Subnet router failover
When using subnet routers in large networks, you may want to provide a failover subnet router (also called a HA subnet router or high-availability subnet router) to ensure users of your network can continue to access resources if one routing device goes offline.
Step 1: Set up multiple subnet routers
Follow our guide to configure subnet routers, exposing the same routes on the same network on 2+ devices. For example, to expose 10.0.0.0/24,10.1.0.0/24
, you’ll want to run a command like this on 2+ devices.
sudo tailscale up --advertise-routes=10.0.0.0/24,10.1.0.0/24
You can configure as many subnet routers as you want to act as a failover.
Only matching advertised routes will be configured for failover.

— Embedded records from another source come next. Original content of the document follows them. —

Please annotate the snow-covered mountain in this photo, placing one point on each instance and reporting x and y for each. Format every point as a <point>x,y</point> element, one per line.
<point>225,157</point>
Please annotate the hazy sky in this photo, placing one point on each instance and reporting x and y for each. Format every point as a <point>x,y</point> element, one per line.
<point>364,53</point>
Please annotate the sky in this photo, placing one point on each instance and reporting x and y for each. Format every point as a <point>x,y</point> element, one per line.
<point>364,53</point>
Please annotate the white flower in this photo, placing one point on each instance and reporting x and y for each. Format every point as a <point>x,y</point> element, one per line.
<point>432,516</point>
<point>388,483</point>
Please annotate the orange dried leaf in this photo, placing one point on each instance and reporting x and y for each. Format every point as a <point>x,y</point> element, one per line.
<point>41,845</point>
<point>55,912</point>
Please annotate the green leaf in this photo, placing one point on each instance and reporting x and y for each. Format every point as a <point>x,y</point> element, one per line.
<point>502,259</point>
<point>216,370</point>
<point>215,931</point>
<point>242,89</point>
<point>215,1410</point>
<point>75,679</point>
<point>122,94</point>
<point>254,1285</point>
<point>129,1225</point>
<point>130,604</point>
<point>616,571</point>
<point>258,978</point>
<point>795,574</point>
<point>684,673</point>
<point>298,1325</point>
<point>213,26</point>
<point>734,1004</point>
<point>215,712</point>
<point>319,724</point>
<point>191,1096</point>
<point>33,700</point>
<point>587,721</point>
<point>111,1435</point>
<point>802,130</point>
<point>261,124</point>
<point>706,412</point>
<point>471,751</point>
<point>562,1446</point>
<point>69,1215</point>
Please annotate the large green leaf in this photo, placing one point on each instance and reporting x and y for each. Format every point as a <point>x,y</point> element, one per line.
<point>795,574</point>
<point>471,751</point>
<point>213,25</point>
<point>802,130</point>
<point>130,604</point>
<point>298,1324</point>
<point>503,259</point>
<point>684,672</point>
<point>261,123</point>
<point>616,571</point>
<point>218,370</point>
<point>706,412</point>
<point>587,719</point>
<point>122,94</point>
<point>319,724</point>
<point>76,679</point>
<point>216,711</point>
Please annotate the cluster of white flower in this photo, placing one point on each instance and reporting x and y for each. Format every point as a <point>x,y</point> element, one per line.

Route prefixes are not expanded for failover.
For example, if multiple subnet routers are configured with
--advertise-routes=10.0.0.0/24,10.0.100.0/24
, both routes can be used
for failover, whereas one subnet router configured with
--advertise-routes=10.0.0.0/24,10.0.100.0/24
and another configured with
--advertise-routes=10.0.0.0/16
will not be used for failover.
Subnet routers can advertise matching but disparate routes and be used for failover for the matching routes, but in practice this is not recommended.
Step 2: Activate the subnet routers in the admin console
Open the Machines page of the admin console, locate your subnet router and using the
menu at the end of the table, select Review subnet routes. This will open up the Subnet settings.
Click Enable on your routes so that Tailscale distributes the subnet routes to the rest of the nodes on your Tailscale network.
Step 3: Done!
Once you have 2+ subnet routers exposing the same route on the same network, the Tailscale control server will automatically manage the failover between the different routers. Currently, if a subnet router is disconnected from the control plane for more than 15 seconds, traffic will be routed to another subnet router.